Yoshiki Fujiwara(藤原善基)@AWS Community Builder for AWS Community Builders

Posted on May 31

9 Services, One Architecture: What We Learned Shipping FSx for ONTAP Logs to Every Major Observability Platform

#aws #serverless #observability #amazonfsxfornetappontap

TL;DR

We built and E2E-verified serverless integrations shipping FSx for ONTAP audit logs to 9 observability platforms — all from the same architecture:

For decision makers: 90% cost reduction vs EC2-based collectors ($66/month → $5-8/month), 9 vendor choices instead of 1, 30-minute deploy instead of hours, zero operational burden. Four vendors offer permanent free tiers covering most FSx for ONTAP deployments (New Relic 100 GB, Grafana Cloud 50 GB, Honeycomb 20M events, Sumo Logic 500 MB/day).

                    ┌─────────────────────────────────────────────┐
                    │         One Architecture, 9 Backends        │
                    ├─────────────────────────────────────────────┤
                    │                                             │
                    │  FSx for ONTAP ──→ S3 Access Point          │
                    │       │                                     │
                    │       ▼                                     │
                    │  EventBridge Scheduler (5 min)              │
                    │       │                                     │
                    │       ▼                                     │
                    │  Lambda (vendor-specific handler)           │
                    │       │                                     │
                    │       ├──→ Datadog (Logs API v2)            │
                    │       ├──→ New Relic (Log API v1)           │
                    │       ├──→ Splunk (HEC)                     │
                    │       ├──→ Grafana Cloud (OTLP Gateway)     │
                    │       ├──→ Elastic (Bulk API)               │
                    │       ├──→ Dynatrace (Log Ingest v2)        │
                    │       ├──→ Sumo Logic (HTTP Source)         │
                    │       ├──→ Honeycomb (Events Batch API)     │
                    │       └──→ OTel Collector (OTLP/HTTP)       │
                    │                                             │
                    └─────────────────────────────────────────────┘

12 articles, 9 vendors, 3 event sources (audit logs, EMS webhooks, FPolicy), all CloudFormation-templated, all tested with real FSx for ONTAP data. This post distills what we learned.

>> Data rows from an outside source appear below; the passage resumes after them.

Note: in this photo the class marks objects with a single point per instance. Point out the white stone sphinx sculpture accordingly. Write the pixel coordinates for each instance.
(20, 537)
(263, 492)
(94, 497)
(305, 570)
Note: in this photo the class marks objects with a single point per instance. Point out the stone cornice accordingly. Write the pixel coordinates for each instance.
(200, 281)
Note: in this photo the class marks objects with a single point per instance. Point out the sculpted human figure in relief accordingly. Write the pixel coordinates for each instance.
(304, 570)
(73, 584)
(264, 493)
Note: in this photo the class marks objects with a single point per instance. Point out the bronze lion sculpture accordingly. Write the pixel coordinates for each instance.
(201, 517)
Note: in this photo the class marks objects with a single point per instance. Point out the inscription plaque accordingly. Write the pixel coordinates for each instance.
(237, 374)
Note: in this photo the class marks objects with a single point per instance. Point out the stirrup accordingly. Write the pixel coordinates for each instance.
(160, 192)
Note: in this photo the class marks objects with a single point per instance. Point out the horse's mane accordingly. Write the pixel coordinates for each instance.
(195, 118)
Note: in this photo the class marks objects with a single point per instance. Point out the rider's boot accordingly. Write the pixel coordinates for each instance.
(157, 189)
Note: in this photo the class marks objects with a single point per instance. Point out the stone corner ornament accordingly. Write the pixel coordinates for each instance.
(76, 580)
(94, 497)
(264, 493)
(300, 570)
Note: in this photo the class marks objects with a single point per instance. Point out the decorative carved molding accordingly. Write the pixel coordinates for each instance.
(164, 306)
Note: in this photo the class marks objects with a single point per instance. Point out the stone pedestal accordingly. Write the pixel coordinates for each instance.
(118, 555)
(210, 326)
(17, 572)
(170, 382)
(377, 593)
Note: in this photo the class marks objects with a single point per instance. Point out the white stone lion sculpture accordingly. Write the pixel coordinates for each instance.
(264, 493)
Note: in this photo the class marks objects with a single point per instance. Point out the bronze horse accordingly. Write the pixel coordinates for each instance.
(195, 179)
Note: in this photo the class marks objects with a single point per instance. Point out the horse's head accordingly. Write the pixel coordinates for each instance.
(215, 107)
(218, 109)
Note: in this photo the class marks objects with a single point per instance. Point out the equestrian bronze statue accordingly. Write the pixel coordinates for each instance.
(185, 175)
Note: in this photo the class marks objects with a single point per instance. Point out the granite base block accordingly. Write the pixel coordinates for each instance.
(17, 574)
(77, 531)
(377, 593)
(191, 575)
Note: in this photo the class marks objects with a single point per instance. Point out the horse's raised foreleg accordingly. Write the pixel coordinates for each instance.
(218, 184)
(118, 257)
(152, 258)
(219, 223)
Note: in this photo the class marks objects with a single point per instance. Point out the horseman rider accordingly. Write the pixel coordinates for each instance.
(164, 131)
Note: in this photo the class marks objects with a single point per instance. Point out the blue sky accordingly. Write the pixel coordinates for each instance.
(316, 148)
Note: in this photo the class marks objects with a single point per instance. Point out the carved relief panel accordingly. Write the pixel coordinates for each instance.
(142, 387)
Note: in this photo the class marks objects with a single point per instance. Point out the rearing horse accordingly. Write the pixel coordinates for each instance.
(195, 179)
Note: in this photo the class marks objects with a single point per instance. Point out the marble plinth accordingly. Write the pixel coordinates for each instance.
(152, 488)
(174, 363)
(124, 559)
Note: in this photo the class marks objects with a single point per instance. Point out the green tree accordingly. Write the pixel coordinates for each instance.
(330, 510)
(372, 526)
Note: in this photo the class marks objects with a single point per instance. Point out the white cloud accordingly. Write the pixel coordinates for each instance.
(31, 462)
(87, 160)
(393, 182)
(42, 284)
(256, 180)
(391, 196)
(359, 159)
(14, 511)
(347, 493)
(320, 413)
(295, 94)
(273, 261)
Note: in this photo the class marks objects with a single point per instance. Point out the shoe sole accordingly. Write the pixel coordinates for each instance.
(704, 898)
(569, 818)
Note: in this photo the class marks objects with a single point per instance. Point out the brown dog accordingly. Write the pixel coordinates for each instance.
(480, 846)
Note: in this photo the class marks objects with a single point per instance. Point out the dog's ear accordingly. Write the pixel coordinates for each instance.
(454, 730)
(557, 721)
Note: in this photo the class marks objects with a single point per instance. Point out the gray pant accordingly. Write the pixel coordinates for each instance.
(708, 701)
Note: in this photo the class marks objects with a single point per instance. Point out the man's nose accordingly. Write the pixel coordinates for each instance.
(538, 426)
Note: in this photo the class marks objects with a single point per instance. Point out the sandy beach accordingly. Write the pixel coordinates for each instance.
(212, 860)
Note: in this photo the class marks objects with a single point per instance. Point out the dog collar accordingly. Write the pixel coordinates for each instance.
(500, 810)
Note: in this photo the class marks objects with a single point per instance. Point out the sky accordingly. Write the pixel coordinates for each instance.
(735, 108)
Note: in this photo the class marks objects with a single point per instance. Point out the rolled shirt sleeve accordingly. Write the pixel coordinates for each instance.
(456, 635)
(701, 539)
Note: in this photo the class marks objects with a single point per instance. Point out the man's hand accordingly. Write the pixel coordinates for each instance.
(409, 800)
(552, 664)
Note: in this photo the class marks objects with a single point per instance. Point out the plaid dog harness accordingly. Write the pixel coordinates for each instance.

This is Part 13 — the series finale — of Serverless Observability for FSx for ONTAP.

The Architecture That Survived 9 Integrations

After implementing 9 vendor integrations, the core pattern remained unchanged:

def lambda_handler(event, context):
    # 1. Get cached credentials (Secrets Manager + TTL, default 5 min)
    creds = auth.get()

    # 2. List new files since checkpoint (S3 AP + SSM)
    new_keys = list_new_keys(s3_ap_arn, prefix, checkpoint)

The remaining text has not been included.